According to the research conducted by Trend Micro; Among the Intelligent Transportation Systems (ITS), many systems, such as vehicles, highway reporting, traffic flow control, payment systems management applications, are among the targets of cyber attackers. Just announced by the press since the beginning of this year; The 11 attack on the ITS infrastructure of the US, Germany and Russia is proof of this.
From driverless vehicles to smart roads, Intelligent Transportation Systems that are fully integrated and interconnected on the internet infrastructure are increasingly becoming a part of our lives. However; saving lives and the environment, time and money kazanThis smart transportation system, in which advanced and developing technologies are used to Considering that all internet-supported technologies are open to cyber attack threats, it is possible for a possible attack to cause disruption of commercial activities, loss of turnover and even significant security risks. Trend Micro's report “Cyber Attacks on Intelligent Transportation Systems: Evaluation of Future Threats in ITS”, which examines the threats that will cause the actual disruption of the traffic infrastructure, data and information flow, functions and services integrated into ITS, reveals many important details. The research also includes short- and long-term recommendations needed to secure ITS against such intense threats.

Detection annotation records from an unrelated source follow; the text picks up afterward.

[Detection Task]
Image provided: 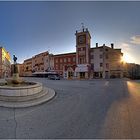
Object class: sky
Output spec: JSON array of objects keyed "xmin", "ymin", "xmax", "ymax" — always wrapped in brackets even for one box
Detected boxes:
[{"xmin": 0, "ymin": 1, "xmax": 140, "ymax": 64}]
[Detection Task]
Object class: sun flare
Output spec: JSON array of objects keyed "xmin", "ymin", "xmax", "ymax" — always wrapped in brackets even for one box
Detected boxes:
[{"xmin": 122, "ymin": 53, "xmax": 134, "ymax": 63}]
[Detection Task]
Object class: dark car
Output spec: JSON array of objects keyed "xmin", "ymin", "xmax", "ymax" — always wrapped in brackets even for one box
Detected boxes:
[{"xmin": 48, "ymin": 75, "xmax": 60, "ymax": 80}]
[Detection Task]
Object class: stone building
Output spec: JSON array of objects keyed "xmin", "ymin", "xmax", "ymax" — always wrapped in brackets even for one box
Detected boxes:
[
  {"xmin": 21, "ymin": 27, "xmax": 124, "ymax": 79},
  {"xmin": 23, "ymin": 58, "xmax": 32, "ymax": 76},
  {"xmin": 54, "ymin": 53, "xmax": 76, "ymax": 79},
  {"xmin": 0, "ymin": 47, "xmax": 11, "ymax": 78},
  {"xmin": 90, "ymin": 43, "xmax": 123, "ymax": 78}
]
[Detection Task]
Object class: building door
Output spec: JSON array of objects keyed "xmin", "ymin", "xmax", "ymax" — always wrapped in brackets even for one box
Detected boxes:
[{"xmin": 80, "ymin": 72, "xmax": 85, "ymax": 79}]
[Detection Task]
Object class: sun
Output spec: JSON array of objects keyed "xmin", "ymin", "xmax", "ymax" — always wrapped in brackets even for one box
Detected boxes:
[{"xmin": 121, "ymin": 53, "xmax": 134, "ymax": 63}]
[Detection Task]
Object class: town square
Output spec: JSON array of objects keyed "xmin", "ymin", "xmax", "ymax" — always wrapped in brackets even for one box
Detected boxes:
[{"xmin": 0, "ymin": 1, "xmax": 140, "ymax": 139}]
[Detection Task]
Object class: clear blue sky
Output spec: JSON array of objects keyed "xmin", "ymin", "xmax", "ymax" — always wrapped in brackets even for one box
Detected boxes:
[{"xmin": 0, "ymin": 1, "xmax": 140, "ymax": 64}]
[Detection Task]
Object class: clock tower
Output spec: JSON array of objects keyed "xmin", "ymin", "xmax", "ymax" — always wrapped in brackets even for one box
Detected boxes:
[{"xmin": 75, "ymin": 27, "xmax": 91, "ymax": 78}]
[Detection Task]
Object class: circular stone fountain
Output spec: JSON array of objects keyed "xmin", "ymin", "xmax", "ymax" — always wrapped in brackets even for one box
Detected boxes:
[{"xmin": 0, "ymin": 56, "xmax": 55, "ymax": 108}]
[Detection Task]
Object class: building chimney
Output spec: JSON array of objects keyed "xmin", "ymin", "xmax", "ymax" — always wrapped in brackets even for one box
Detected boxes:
[
  {"xmin": 111, "ymin": 43, "xmax": 114, "ymax": 49},
  {"xmin": 96, "ymin": 43, "xmax": 98, "ymax": 48}
]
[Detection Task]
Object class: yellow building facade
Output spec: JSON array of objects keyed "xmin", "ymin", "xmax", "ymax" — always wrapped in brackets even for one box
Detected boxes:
[{"xmin": 0, "ymin": 47, "xmax": 11, "ymax": 78}]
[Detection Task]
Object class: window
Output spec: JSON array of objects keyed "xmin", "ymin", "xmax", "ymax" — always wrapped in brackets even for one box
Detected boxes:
[
  {"xmin": 100, "ymin": 48, "xmax": 103, "ymax": 52},
  {"xmin": 64, "ymin": 58, "xmax": 67, "ymax": 62},
  {"xmin": 68, "ymin": 58, "xmax": 70, "ymax": 62},
  {"xmin": 90, "ymin": 55, "xmax": 94, "ymax": 59},
  {"xmin": 55, "ymin": 59, "xmax": 58, "ymax": 63},
  {"xmin": 100, "ymin": 63, "xmax": 103, "ymax": 67},
  {"xmin": 100, "ymin": 54, "xmax": 103, "ymax": 58},
  {"xmin": 105, "ymin": 54, "xmax": 108, "ymax": 59},
  {"xmin": 60, "ymin": 58, "xmax": 62, "ymax": 63},
  {"xmin": 56, "ymin": 65, "xmax": 58, "ymax": 70},
  {"xmin": 60, "ymin": 64, "xmax": 63, "ymax": 70},
  {"xmin": 91, "ymin": 64, "xmax": 94, "ymax": 70},
  {"xmin": 106, "ymin": 63, "xmax": 109, "ymax": 69}
]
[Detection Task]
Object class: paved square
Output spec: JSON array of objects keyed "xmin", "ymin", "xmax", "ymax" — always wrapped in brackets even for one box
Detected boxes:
[{"xmin": 0, "ymin": 78, "xmax": 140, "ymax": 139}]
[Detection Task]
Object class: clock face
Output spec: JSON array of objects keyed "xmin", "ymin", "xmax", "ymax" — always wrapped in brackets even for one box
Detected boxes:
[{"xmin": 78, "ymin": 35, "xmax": 86, "ymax": 44}]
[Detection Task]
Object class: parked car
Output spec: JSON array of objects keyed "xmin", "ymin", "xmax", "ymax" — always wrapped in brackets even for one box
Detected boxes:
[{"xmin": 48, "ymin": 75, "xmax": 60, "ymax": 80}]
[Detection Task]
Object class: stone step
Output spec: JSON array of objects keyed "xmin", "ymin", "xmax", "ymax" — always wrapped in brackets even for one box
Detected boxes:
[
  {"xmin": 0, "ymin": 87, "xmax": 48, "ymax": 102},
  {"xmin": 0, "ymin": 88, "xmax": 56, "ymax": 108}
]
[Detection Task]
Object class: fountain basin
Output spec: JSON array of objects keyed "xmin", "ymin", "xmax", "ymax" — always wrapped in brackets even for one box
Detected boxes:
[
  {"xmin": 0, "ymin": 82, "xmax": 43, "ymax": 97},
  {"xmin": 0, "ymin": 82, "xmax": 55, "ymax": 108}
]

In the study, the most important components of ITS, vehicles, highway reporting systems, traffic flow control, payment systems management applications and systems, communication applications and systems were determined as the target points of malicious attackers. The ITS ecosystem, in which all of these components are linked, has not yet been truly implemented. There is at least 10 year for each vehicle and every motorway ITS system to be connected with each other. But today, the attacks on the ITS infrastructure are increasing day by day. Since the beginning of this year, the 11 attack in the US, Germany and Russia has been featured in newsletters and newspapers.

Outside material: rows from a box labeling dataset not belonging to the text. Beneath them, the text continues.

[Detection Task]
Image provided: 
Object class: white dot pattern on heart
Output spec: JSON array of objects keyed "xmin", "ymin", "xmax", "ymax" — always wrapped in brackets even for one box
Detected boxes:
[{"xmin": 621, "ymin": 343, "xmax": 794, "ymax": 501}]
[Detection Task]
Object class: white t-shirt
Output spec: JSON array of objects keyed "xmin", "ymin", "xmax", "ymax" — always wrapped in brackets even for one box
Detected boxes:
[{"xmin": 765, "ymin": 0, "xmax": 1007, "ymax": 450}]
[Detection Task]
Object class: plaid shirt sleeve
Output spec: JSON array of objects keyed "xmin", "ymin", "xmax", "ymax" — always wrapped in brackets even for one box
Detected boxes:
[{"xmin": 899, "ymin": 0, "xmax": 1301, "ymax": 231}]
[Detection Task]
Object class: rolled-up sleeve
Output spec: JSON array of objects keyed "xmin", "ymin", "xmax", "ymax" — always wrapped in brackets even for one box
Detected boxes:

For example, in August, computerized road message boards in California were attacked. Instead of traffic-related messages, aggressive messages were written, such as ül There are herpes in Trump, kadınlar kadınlar Free women in the future Trafik and 'Attention to Asian drivers Trafik. Although the message board was protected by a password, hackers were able to decrypt and write their own messages. Although these jokes were a hidden secret, they distorted the attention of the drivers and endangered road safety.
Artificial intelligence can create new criminals in the future
Cyber-attackers of ITS; the same people attacking institutions, governments and critical infrastructures. Although this ITS infrastructure seems to be easy to secure, the reality is very different. The ITS ecosystem is evolving every day and of course the attacks are changing in parallel. Therefore, it is not unreasonable to imagine that in the future, artificial intelligence actors who are not seen as threats today will emerge as new criminals.
The only purpose of ITS attacks is not money
Money is the key issue that drives cyber attacks in general. But in the ITS world, not every criminal who attacks the ecosystem does it for money. ITS systems can be seen by a high number of people, and the attacks on them have a high impact. This is what drives many criminals. Looking at the top 5 goals of those attacking ITS ecosystems, ransom, data theft, information warfare, theft by playing with the system, and revenge - terrorism come to the fore.
From a cyber security perspective, the first reason to hack ITS systems is to be the entry point for the larger ITS ecosystem. Anyone can access ITS systems on the roadside physically and can connect to them via the Internet or VPN (virtual hacker networks). If the attacker is able to use the ITS system successfully to access the corporate network, the ITS system is considered to be a reliable network, so they can go deep into the network with minimal effort.
Looking at the number of modeled threats in the research, 54 is considered to be high risk, 40 is at moderate risk and 6 is low risk. The high-risk threats include 71 network attacks (NET), 31 wireless attacks (WIR) and 26 (XYUMX) physical attacks (PHY). NET, WIR and PHY attacks intersect with each other, these figures emerge. The reason for this is that depending on the nature and functionality of the attacked ITS device / system, different attack types can be PHY, WIR and / or NET at the same time.